In Sportveranstaltungen, Online-Foren und Social Networks kommen Sportler und Fans, Infos und Feedback zusammen – zeitnah. Es gilt ja das Credo: schneller, höher, weiter.


Sportkommunikation ist zunehmend auch als Marken-Kommunikation auf PR und Cross Media angewiesen. Das zeigt die aktuelle Kampagne der Deutschen Sporthilfe, die auf Facebook per Viral-Marketing um Sponsoren wirbt. Marketing-Experte Oetting weist zurecht darauf hin, dass es nicht genüge, Kreativen zuzurufen:“Macht uns mal eine Kampagne für unseren neuen Sportschuh!“ Er sagt, Community sei eine Einstellung – keine Klickmaschine: http://www.connectedmarketing.de/cm/2010/01/community-ist-eine-einstellung.html

Was nützen neue Sportschuhe, wenn die Kommunikation ein alter Hut ist?

Die einfache Weiterleitung von Pressemitteilungen per „Copy&Paste“ mag zwar Reichweiten erzeugen, greift aber zu kurz – es fehlt an Tiefe und O-Tönen in der Berichterstattung. Wer will das lesen? Journalismus – auch die sogenannte Graswurzelvariante – ist aufwendig und verdient Honorierung.

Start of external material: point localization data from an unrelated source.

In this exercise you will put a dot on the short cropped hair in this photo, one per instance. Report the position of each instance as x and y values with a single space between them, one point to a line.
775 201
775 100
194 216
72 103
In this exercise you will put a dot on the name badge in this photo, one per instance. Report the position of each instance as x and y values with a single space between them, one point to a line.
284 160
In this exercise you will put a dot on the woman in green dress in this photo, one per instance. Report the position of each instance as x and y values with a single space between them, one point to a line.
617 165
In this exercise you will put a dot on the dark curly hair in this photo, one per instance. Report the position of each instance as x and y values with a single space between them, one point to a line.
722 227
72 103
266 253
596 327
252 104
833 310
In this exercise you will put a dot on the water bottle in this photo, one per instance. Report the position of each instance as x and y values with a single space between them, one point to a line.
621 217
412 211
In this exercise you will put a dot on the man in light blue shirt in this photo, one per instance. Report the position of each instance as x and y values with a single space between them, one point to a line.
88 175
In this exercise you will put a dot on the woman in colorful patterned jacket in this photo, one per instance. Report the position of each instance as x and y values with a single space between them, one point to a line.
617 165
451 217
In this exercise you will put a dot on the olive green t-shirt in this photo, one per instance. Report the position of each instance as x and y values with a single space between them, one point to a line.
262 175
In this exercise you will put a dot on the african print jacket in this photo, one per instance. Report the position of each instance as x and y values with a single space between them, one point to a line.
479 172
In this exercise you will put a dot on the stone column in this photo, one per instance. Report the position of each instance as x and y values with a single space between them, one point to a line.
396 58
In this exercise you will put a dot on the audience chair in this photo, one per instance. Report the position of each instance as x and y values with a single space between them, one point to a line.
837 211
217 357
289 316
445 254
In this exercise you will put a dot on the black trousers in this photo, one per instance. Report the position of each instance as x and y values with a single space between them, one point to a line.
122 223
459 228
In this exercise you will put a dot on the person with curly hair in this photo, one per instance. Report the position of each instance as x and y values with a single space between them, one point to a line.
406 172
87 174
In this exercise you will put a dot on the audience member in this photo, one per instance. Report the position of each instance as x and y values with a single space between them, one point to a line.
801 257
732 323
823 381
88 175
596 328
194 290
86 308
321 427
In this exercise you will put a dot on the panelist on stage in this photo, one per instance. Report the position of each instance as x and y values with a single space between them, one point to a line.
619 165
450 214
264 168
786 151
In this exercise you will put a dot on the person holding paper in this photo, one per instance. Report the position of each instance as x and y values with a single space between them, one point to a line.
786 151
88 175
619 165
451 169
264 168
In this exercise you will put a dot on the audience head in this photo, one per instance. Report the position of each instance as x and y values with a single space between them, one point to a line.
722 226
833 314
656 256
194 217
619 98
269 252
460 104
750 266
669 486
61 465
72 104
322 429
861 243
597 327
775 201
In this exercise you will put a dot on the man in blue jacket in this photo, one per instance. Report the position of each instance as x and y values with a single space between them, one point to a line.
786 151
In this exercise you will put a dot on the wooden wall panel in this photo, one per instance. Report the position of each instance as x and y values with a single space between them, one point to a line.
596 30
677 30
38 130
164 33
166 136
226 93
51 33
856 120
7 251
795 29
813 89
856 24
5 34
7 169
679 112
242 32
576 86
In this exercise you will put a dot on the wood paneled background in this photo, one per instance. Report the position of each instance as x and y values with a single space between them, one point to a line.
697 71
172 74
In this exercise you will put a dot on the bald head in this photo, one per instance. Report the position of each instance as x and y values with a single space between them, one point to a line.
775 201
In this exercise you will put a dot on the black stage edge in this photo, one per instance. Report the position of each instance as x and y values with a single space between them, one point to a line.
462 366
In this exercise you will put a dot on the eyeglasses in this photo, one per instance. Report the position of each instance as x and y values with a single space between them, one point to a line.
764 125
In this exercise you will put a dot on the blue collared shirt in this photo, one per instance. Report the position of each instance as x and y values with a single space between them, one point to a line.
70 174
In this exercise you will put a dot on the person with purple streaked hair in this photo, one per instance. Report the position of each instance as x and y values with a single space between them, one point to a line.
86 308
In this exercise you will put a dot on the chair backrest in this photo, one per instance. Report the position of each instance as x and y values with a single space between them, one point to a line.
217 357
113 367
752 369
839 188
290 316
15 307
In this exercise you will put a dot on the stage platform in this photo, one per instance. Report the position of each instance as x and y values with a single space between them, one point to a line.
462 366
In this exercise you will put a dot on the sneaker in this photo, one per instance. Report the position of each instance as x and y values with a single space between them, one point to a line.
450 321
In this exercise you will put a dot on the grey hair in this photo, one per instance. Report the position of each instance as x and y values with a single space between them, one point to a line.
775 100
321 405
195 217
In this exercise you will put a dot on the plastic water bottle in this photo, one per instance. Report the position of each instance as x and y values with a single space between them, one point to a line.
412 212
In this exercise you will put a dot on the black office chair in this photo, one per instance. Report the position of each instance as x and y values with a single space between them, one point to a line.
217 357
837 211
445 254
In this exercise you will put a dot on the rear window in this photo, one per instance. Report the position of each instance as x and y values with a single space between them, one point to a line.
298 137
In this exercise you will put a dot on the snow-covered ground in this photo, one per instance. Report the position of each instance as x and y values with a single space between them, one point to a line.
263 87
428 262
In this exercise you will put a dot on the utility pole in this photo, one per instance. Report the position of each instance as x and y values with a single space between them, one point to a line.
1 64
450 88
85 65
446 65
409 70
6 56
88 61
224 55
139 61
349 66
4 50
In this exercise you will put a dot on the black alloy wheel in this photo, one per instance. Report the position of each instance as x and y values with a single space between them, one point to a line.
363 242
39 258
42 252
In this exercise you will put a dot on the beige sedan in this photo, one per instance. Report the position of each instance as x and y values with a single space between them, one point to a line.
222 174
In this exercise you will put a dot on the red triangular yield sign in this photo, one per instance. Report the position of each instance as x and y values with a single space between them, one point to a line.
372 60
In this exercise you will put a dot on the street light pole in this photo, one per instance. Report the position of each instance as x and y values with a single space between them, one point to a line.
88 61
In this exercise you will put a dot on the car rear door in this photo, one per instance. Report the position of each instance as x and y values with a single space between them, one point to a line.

Da verweise ich per Link lieber gleich auf die Quelle, das ist seriöser und vertrauensbildender als einfaches „Abschreiben“. Zum Twittern genügen schon wenige Worte – genau genommen 140 Zeichen.

Auch Kontaktpflege und Recherche brauchen Zeit. Viele Ansprechpartner in Vereinen sind ehrenamtlich tätig, Pressestellen eher die Ausnahme. Informationen müssen je nach Veröffentlichung in Print oder Online zielgruppengerecht aufbereitet werden – möglichst barrierefrei.

Die Low-Budget-Alternative? Der Pressespiegel online.

In Kürze hier also wieder :paralympic_News_01_10 – ein Pressespiegel, ganz ohne Honorar zusammengestellt, aber mit viel Zuspruch gelesen. Weil er es wert ist – der paralympische Sport.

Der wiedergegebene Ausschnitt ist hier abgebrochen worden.